EKONOMİYE GÜVEN 6 AYDIR YÜKSELİYOR
Ekonomik güven endeksi, ekonomi yönetiminin hayata geçirdiği teşvik mekanizmaları ve yeni tip koronavirüs (Kovid-19) salgınıyla mücadele kapsamında atılan normalleşme adımlarının etkisiyle 6 aydır yükseliyor.
Endeks, salgının ekonomilerde yarattığı belirsizliklerin etkisiyle nisanda 52,4'e kadar gerilemişti.
Ekonomi yönetimince alınan önlemler ve özellikle üretici kesime sağlanan desteklerin etkisiyle endeks, üst üste 6'ncı ayda da yükselerek 92,8'e ulaştı. Böylece endeks, yurt içinde ilk vakanın görüldüğü mart ayındaki 93,1 seviyesine yaklaştı.
Endekste ekim ayında görülen güçlü yükseliş, reel kesim (imalat sanayi), hizmet, perakende ticaret ve inşaat sektörü güven endekslerindeki artışlardan kaynaklandı. Söz konusu ayda reel kesim güven endeksi önceki aya göre yüzde 3,8 artarak 109,7 değerini, hizmet sektörü güven endeksi yüzde 6,4 artarak 79,7 değerini, perakende ticaret sektörü güven endeksi yüzde 1,7 yükselerek 95 değerini, inşaat sektörü güven endeksi yüzde 0,6 çıkarak 83,8 değerini aldı. Öte yandan tüketici güven endeksi ise ekimde yüzde 0,1 düşüşle 81,9 oldu.
"YÜKSELİŞLERİN DEVAMINI GÖREBİLİRİZ"
Bahçeşehir Üniversitesi Öğretim Görevlisi Dr. İsmet Demirkol, yaptığı değerlendirmede, endeks değerinin ekimde 92,8 olduğunu anımsatarak, bunun mart ayından bu yana görülen en yüksek değer olarak kayda geçtiğini söyledi.

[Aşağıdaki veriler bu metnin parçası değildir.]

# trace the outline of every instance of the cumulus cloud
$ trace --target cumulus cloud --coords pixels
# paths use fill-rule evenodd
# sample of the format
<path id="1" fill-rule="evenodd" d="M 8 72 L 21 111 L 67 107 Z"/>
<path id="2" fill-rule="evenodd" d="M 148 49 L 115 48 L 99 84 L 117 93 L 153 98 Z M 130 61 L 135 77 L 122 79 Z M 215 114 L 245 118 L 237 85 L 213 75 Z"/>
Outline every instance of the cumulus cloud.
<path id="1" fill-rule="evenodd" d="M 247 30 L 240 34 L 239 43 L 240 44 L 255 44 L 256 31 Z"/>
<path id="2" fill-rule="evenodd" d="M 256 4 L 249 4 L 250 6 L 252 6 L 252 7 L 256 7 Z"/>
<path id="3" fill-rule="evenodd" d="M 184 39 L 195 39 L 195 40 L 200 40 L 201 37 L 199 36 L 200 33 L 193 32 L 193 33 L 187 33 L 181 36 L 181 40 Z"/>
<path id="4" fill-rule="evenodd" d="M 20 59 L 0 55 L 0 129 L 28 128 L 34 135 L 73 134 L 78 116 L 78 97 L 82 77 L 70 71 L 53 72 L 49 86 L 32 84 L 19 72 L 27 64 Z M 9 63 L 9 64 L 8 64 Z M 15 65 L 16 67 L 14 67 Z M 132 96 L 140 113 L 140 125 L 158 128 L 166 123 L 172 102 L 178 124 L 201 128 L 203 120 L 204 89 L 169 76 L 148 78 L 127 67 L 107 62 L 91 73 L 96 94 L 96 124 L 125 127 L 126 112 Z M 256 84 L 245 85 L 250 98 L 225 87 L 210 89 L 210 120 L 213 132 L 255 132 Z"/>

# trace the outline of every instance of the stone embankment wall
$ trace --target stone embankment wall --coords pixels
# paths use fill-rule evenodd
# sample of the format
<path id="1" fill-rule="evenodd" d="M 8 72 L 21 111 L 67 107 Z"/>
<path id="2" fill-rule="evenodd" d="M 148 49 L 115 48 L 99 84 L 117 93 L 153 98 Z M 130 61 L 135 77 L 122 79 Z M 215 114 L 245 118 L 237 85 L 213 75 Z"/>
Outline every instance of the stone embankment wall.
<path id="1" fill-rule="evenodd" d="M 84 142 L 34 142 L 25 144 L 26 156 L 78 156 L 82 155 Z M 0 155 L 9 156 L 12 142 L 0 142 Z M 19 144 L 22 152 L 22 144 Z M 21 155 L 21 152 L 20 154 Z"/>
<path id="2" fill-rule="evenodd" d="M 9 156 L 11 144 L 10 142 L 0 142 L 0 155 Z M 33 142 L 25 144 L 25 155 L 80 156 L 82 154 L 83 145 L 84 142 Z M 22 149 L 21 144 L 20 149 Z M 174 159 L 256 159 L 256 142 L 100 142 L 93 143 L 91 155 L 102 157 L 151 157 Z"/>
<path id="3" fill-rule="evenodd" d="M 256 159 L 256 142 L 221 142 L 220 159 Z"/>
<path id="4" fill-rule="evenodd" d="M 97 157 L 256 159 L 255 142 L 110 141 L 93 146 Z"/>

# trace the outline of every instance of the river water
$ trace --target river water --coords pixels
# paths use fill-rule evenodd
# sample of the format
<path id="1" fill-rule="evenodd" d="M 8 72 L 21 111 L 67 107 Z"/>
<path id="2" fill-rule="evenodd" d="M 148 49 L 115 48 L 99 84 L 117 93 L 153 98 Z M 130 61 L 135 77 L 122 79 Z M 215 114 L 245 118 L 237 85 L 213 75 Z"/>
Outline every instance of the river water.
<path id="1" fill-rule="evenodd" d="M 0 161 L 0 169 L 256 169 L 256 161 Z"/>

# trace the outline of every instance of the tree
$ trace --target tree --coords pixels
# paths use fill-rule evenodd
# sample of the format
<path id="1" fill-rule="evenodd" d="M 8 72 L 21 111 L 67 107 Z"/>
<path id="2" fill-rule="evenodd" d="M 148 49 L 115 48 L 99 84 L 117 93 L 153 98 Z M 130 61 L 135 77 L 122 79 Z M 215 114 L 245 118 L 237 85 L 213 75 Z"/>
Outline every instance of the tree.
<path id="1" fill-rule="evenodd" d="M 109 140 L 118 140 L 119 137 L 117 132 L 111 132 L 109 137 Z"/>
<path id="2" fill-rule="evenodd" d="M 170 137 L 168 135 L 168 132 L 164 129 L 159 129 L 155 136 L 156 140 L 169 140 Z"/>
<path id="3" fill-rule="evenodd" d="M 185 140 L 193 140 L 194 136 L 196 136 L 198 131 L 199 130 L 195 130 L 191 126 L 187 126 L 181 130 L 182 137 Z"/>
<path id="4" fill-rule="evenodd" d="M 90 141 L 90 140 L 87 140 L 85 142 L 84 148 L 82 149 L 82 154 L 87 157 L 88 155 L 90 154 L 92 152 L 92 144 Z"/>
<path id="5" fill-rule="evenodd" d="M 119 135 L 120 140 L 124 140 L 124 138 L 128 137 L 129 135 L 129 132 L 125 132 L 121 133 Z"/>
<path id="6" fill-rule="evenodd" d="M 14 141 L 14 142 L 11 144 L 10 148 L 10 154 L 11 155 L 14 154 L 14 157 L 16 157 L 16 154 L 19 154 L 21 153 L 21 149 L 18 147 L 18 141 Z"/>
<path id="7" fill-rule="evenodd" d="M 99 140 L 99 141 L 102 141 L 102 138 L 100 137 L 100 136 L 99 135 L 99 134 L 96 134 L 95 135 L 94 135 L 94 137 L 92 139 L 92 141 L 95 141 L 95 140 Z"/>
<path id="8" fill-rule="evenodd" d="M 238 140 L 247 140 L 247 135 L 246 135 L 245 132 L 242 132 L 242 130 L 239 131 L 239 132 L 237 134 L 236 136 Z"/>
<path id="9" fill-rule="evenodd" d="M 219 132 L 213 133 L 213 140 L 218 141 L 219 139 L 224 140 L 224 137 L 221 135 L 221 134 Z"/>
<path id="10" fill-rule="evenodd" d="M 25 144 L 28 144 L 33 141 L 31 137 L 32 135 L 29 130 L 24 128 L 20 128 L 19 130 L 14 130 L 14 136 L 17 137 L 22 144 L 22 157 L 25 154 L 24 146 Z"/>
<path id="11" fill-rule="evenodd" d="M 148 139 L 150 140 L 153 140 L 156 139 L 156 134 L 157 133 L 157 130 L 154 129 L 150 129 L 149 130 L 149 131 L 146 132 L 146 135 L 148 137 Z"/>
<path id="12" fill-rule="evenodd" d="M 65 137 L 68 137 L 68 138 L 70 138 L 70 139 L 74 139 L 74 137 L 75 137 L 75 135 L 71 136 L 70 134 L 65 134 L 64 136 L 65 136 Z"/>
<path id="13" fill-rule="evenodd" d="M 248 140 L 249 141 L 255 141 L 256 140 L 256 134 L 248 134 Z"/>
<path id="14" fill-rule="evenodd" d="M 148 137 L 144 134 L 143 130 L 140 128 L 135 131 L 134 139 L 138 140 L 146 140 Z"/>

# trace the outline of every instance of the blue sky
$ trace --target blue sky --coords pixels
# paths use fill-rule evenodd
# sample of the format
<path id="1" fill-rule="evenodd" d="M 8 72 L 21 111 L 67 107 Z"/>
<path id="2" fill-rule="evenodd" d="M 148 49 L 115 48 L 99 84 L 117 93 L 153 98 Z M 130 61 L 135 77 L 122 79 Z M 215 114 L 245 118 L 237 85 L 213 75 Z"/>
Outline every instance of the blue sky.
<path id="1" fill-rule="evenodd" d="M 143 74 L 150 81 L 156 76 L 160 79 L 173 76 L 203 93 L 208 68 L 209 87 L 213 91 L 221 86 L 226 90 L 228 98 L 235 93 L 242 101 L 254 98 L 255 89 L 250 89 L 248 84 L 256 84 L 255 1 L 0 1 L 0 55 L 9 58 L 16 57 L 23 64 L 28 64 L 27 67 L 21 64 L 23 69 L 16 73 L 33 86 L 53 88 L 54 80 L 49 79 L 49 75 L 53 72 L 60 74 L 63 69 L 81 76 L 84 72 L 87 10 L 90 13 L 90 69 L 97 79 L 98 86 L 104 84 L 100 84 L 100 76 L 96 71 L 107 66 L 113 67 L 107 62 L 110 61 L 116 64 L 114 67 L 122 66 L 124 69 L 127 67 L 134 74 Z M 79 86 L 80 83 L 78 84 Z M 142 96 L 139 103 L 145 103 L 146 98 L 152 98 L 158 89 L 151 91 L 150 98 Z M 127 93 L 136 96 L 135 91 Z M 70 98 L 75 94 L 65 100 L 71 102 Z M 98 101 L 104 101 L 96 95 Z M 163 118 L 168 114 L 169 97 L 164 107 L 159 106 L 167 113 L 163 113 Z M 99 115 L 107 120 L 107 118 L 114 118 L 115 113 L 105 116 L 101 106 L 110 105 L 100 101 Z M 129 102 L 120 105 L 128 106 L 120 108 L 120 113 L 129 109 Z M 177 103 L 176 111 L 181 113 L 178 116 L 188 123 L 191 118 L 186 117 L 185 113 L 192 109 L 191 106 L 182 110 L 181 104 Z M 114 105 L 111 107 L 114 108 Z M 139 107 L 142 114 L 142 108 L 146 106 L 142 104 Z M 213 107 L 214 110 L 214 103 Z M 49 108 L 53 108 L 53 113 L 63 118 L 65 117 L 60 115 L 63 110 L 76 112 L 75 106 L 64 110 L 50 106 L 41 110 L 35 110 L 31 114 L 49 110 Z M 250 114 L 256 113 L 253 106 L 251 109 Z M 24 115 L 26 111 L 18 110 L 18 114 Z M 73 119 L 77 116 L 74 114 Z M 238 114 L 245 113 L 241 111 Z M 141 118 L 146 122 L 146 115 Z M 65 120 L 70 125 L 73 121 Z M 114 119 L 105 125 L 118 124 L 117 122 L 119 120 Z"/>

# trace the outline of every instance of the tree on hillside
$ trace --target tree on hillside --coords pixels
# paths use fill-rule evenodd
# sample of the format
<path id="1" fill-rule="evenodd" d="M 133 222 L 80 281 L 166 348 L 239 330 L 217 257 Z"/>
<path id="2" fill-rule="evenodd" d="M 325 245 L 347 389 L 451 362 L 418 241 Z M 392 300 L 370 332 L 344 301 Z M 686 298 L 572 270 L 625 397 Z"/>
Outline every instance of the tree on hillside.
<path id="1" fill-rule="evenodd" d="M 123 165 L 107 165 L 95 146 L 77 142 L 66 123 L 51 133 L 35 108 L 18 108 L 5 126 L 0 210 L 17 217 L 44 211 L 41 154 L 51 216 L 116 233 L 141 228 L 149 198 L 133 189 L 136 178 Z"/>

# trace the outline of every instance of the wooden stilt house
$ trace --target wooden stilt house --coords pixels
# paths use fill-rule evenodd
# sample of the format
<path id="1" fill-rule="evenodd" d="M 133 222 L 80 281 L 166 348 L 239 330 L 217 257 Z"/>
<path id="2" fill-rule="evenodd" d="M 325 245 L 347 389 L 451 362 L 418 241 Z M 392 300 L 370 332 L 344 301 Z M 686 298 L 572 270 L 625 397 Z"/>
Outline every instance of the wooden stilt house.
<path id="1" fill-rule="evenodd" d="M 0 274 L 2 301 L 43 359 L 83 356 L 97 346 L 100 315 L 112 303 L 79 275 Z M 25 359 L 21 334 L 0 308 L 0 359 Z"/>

Endeksin yükselişinde, Türkiye Cumhuriyet Merkez Bankasının ağustos ayına kadar faizlerdeki düşüşü devam ettirmesiyle meydana gelen kredi genişlemesinin, sanayide imalat tarafında birikmiş stokların üretim haline gelmesi ve bunların ihracat tarafına aktarılmasının etkili olduğunu ifade eden Demirkol, "Gelecek dönemde ihracat siparişlerine bakmamız gerekiyor. Özellikle Euro Bölgesi'nde daralma olmadığı takdirde kasım ve aralık aylarında da ekonomik güven endeksinde ılımlı da olsa yükselişlerin devamını görebiliriz." dedi.
Demirkol, Türkiye'nin salgını iyi yönetmesi, ihracat ve üretim odaklı büyümeyi devam ettirmesi durumunda gelecek dönemde açıklanacak verilerin daha iyi gelebileceğini sözlerine ekledi.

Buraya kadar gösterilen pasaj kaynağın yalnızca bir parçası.